Sixteen-year-old Aza never intended to pursue the mystery of fugitive billionaire Russell Pickett, but there’s a hundred-thousand-dollar reward at stake and her Best and Most Fearless Friend, Daisy, is eager to investigate. So together, they navigate the short distance and broad divides that separate them from Russell Pickett’s son, Davis.
Aza is trying. She is trying to be a good daughter, a good friend, a good student, and maybe even a good detective, while also living within the ever-tightening spiral of her own thoughts.
I’ve never had a mental illness, so I can’t really say (as I would like to) that this is good portrayal of clinical anxiety and intrusive thoughts. I can tell you it made me uneasy, so much so that I had to put the book down several times and come back to it after a few minutes. I can tell you I’ve had nights that echoed the spiral-trap of Aza’s thoughts, a circling panic ungrounded in reality, and if it was only a pale echo still the writing-stirred memory had me flinching. I can tell you I believed her.
That was the thing. I believed Aza. If you told me that she’s a real person, that the ‘fiction’ label was just to protect identities, I would believe you. I didn’t go into Turtles all the Way Down with any good expectations, believe me. My one other experience with John Green was The Fault in Our Stars, and I hated it. Now, there was a lot of the same sort of philosophical musing that drove me nuts in TFioS, but it wasn’t as annoying this time. I think the characters just seemed less pretentious about it? Augustus and Hazel were running on with high-falutin theories about the nature of the universe, but Aza and Davis don’t think they’ve figured anything out. They’re just lost, lonely, trying to make sense of their lives.
(And hey, this train of thought actually led to a separate post that’ll be coming in a few days!)

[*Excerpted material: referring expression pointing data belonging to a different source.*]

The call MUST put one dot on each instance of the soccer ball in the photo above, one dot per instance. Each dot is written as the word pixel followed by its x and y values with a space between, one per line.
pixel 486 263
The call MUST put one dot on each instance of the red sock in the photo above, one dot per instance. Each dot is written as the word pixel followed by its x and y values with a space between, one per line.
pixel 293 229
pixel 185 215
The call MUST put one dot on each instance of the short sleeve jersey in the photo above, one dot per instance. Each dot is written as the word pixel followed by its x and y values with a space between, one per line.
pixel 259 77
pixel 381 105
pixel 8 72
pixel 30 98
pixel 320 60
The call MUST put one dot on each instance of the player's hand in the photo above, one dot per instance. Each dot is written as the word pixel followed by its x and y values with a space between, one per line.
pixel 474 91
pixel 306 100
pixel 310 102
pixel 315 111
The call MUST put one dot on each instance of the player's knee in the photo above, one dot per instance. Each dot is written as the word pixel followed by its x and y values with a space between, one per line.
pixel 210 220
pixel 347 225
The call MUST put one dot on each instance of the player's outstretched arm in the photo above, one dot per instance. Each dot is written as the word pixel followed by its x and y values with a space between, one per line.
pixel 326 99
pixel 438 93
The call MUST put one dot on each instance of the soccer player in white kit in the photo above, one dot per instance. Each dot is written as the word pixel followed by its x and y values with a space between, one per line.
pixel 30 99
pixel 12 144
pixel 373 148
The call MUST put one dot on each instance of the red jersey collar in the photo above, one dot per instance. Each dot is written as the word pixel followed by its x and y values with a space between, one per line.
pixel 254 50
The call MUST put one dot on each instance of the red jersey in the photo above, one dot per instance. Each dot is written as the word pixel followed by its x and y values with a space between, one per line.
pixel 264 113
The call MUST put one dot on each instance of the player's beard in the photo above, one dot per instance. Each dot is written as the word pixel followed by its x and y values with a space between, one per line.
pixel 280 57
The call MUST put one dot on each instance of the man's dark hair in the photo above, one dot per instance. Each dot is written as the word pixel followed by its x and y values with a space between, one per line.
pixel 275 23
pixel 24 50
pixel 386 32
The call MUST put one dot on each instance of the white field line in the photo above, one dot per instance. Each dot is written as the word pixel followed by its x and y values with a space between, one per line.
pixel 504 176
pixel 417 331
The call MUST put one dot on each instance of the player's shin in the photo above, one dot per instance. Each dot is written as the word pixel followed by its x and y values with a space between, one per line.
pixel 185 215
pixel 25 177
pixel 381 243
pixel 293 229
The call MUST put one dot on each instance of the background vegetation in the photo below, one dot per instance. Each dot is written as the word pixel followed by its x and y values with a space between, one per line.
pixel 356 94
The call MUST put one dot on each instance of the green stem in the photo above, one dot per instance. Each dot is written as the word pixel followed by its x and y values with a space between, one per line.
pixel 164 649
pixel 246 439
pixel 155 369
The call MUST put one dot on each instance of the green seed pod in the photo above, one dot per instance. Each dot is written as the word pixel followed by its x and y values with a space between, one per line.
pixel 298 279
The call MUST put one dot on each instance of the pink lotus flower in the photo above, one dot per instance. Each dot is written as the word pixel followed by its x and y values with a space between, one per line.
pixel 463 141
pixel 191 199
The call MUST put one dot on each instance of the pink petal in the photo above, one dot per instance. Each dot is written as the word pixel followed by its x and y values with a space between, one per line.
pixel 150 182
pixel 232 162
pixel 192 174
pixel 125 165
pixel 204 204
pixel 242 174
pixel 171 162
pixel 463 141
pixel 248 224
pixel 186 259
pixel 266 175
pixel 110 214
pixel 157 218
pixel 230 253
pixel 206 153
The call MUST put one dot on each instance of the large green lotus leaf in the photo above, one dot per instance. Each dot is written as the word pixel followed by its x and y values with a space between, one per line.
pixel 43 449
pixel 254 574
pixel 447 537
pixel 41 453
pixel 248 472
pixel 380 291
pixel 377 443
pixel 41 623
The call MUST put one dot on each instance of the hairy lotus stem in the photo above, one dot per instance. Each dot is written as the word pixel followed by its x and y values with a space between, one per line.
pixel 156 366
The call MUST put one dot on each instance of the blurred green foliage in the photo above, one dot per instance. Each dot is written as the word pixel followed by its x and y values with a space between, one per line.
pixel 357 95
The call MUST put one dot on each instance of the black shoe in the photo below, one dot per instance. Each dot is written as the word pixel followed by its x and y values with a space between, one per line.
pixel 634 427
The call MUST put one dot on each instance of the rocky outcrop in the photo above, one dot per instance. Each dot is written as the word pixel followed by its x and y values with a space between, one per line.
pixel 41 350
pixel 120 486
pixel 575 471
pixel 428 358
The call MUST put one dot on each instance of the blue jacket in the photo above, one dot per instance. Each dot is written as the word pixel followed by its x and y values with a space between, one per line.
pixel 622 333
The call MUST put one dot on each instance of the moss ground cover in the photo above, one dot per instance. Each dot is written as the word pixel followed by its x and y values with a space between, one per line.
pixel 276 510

The plot was… odd. Slow. The story’s very character-driven, and the whole billionaire thing seemed a bit bizarre. But I loved the ending. I loved the way Aza sees her life as a story (without being so self-aware as to break the fourth wall), and knew what her ending ought to be – and never would be.
Sexual Content: MC’s friend wonders aloud to her about the motivation behind a nude picture sent her. Internet-readers accuse fanfic writer of writing bestiality because a human is in love with a wookie. Character walks in on two kids kissing in a bedroom. “And in general, quite charming, and very sexually open and comfortable, although we didn’t do it or anything.” Some kissing. MC’s friend says she wants to lose her virginity, but that her boyfriend didn’t want to have sex unless he was sure they were in love.
Language: 29 F-words, 17 uses of “God”, 14 scatological terms, 9 hell, 5 d***, 3 derogatory terms
Violence: Two characters are in a minor (rear-ender) car accident. One of them is hospitalized with a lacerated liver; no one’s killed, and as far as we know no one else is hurt.